Texte de Samuel Churin, comédien
Le gouvernement a fait paraître ce jour du 26 juin au Journal Officiel son agrément à la nouvelle convention d’assurance chômage.
Cette date anniversaire, nous la connaissons.
Pour certains le 26 juin 2003 marque le début de la lutte, pour les plus fragiles : la perte de leurs droits.
Pour les salariés à haut revenus : des Assedics de compléments qu’ils ne percevaient pas auparavant
Pour les Annexes 8 et 10 : un principe de capitalisation préféré à un principe juste et redistributif.
Ce 26 juin pourrait se résumer en une phrase : ce sont les exclus du régime qui financent les Assedics versés aux salariés à haut revenus.
Ce 26 juin 2003 marque aussi le grand amour et l’immense solidarité du Parti Socialiste pour les intermittents du spectacle.
Ainsi François Hollande, en mars 2004, venait écouter avec un très grand intérêt nos contre-propositions à l’Assemblée Nationale, Jean-Marc Ayrault les signait à l’unanimité pour l’ensemble du groupe socialiste, François Rebsamen l’actuel ministre du travail les validait encore le 9 mars dernier.
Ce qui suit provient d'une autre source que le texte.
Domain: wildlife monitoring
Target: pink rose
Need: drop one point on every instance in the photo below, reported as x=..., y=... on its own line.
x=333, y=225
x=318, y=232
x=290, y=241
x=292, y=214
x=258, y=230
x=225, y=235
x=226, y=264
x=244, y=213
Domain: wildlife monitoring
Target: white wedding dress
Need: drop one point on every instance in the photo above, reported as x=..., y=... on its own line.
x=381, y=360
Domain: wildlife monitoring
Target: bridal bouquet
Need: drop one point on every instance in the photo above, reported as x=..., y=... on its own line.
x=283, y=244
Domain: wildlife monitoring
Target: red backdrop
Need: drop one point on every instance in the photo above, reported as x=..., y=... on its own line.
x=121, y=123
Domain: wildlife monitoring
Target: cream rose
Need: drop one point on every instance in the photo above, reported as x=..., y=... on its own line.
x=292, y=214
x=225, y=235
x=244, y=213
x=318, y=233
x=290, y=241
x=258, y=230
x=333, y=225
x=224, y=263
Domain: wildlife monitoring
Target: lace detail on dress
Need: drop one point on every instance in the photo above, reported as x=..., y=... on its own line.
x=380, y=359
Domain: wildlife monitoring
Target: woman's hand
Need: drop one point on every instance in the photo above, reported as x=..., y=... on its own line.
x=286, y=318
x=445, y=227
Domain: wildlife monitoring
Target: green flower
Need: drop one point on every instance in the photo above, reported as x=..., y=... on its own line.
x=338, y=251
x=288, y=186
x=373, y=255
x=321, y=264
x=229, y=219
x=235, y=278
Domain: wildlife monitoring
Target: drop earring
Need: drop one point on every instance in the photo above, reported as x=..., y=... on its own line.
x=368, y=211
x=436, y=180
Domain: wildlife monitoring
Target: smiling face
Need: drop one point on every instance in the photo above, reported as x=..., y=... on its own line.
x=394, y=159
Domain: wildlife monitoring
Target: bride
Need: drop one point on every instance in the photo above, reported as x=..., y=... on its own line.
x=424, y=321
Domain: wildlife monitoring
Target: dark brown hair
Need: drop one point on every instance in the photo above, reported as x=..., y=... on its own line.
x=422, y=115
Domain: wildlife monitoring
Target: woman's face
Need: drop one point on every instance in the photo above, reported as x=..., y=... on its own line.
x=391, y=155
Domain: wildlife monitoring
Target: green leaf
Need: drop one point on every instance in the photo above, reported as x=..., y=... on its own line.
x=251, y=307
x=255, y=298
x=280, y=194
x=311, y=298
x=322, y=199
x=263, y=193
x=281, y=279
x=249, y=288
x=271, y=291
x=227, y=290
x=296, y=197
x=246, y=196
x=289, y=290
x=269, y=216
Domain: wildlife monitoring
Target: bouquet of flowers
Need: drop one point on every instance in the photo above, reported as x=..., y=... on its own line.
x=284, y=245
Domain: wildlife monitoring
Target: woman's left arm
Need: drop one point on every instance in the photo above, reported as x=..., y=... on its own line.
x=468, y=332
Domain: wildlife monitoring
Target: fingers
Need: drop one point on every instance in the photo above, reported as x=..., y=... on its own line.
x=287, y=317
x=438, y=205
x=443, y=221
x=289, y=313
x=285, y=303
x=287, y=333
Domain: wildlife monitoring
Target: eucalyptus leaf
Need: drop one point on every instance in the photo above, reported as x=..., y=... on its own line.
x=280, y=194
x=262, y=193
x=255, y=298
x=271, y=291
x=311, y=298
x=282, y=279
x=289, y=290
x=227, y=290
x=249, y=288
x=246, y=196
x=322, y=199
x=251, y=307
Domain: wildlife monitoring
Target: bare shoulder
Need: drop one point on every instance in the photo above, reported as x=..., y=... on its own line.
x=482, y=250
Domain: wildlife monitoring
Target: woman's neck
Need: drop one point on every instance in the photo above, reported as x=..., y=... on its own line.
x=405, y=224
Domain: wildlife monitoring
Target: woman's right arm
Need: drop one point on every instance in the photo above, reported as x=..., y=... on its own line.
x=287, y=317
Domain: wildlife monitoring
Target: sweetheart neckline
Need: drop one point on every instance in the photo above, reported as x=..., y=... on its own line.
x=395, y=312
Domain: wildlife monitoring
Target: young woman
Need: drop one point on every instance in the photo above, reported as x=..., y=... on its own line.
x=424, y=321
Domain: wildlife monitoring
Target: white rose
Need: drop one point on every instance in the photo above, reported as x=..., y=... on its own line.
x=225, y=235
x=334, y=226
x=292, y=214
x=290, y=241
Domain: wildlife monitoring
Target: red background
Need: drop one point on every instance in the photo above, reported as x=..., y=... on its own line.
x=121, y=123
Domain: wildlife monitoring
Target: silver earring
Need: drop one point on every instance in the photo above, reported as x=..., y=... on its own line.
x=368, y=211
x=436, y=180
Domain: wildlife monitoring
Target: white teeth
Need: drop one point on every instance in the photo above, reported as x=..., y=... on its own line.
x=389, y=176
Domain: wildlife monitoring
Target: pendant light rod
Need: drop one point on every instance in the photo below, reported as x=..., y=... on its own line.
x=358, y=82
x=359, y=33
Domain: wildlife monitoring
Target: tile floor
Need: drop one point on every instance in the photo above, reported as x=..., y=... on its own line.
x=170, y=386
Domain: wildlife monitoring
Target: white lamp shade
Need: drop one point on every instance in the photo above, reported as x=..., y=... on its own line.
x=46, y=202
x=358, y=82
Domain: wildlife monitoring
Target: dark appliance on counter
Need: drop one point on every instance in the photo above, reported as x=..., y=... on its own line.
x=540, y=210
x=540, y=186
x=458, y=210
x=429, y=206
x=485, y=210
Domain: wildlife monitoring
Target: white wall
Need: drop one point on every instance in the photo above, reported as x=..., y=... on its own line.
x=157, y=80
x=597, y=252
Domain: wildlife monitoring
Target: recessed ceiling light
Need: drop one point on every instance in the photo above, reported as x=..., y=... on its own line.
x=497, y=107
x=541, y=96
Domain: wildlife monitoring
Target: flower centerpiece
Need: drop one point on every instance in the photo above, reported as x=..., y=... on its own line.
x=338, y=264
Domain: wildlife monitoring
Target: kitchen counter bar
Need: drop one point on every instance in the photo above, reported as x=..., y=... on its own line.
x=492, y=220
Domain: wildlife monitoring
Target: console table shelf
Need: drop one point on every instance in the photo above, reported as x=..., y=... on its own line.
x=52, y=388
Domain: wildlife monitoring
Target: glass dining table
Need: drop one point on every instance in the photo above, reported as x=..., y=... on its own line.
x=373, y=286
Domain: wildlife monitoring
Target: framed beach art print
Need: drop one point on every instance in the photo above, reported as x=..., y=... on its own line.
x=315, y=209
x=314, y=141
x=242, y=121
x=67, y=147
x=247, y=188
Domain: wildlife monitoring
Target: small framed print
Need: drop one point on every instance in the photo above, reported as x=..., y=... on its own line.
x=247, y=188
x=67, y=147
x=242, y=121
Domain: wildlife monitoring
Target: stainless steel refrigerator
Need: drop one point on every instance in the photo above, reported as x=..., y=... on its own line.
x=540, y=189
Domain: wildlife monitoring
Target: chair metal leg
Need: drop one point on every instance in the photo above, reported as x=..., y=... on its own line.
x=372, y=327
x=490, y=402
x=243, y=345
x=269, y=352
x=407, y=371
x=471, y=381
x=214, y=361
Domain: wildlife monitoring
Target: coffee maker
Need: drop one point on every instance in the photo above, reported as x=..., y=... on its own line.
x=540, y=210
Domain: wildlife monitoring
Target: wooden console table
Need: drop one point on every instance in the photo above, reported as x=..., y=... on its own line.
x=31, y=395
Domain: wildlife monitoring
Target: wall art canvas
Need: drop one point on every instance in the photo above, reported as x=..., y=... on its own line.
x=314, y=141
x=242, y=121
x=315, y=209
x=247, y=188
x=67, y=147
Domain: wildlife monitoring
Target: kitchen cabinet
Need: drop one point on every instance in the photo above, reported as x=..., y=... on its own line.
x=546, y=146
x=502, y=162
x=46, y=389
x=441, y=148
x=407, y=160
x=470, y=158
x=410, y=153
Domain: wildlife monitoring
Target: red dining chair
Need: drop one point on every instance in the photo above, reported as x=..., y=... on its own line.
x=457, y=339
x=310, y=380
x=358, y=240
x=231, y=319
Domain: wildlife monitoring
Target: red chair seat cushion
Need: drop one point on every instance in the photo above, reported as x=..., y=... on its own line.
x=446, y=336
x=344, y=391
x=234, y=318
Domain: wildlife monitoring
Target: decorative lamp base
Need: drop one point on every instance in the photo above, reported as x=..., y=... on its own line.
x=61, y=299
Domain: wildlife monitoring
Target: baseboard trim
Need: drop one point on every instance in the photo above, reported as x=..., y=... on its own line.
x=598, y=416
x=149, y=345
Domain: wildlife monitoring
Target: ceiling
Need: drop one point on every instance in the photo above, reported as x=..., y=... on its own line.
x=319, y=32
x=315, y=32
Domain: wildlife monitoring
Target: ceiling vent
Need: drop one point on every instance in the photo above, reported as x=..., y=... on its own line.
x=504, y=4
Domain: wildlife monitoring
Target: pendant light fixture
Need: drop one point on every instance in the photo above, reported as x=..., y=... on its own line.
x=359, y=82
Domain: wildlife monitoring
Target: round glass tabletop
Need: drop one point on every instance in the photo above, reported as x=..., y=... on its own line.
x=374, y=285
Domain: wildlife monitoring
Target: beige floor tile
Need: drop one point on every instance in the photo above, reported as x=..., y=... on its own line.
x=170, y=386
Oui, pour nos amis socialistes, il n’y avait pas pire que cet accord du 26 juin 2003 que la méchante droite par la plume d’un autre François (Fillon) avait osé agréer. Manuel Valls dans son dernier discours s’est souvenu un instant de ses promesses passées : il a dans la même phrase critiqué l’horrible accord du 26 juin 2003 et précisé que, par contre, celui du 22 mars 2014 n’aurait aucune conséquence puisque le problème du différé d’indemnisation était pris en charge par l’état (de manière provisoire) !
Ne pouvant ignorer que l’accord du 22 mars est le renouvellement en pire de celui du 26 juin (la surcotisation de 2% est toujours oubliée) Manuel Valls a, en 10 secondes, retourné sa veste battant Rebsamen à plat de couture. Cependant le Premier Ministre, pour se réconcilier avec lui-même, a décidé que l’accord du 22 mars serait légitimement appelé accord du 26 juin, rejoignant ainsi son jumeau d’il y a 11 ans.
Ainsi, nous n’avons même plus à commenter, les journalistes le font eux-mêmes : cynisme, inconséquence, mépris sur le choix du calendrier. Tels ont été les trois mots qui ont été le plus souvent prononcés aujourd’hui. A cela j’ai répondu que le Premier Ministre était particulièrement attaché à la date anniversaire. Cela tombe bien, nous la réclamons.
Et maintenant que cet agrément a été donné, qu’allons-nous faire ?
Il va falloir faire preuve d’intelligence, d’imagination, de sens politique, et de détermination. Et l’histoire montre que nous n’en avons jamais manqué.
Le piège qui nous est tendu est là. Il nous attend. C’est la guerre de tous contre tous.
Tout comme ces bêtises sur les privilèges, il ne faut plus accepter ces termes « d’ultras » ou de prétendue « violence ». Nous devons abolir ce vocabulaire de peur visant la division.
Et tout d’abord, nous allons devoir penser à nous.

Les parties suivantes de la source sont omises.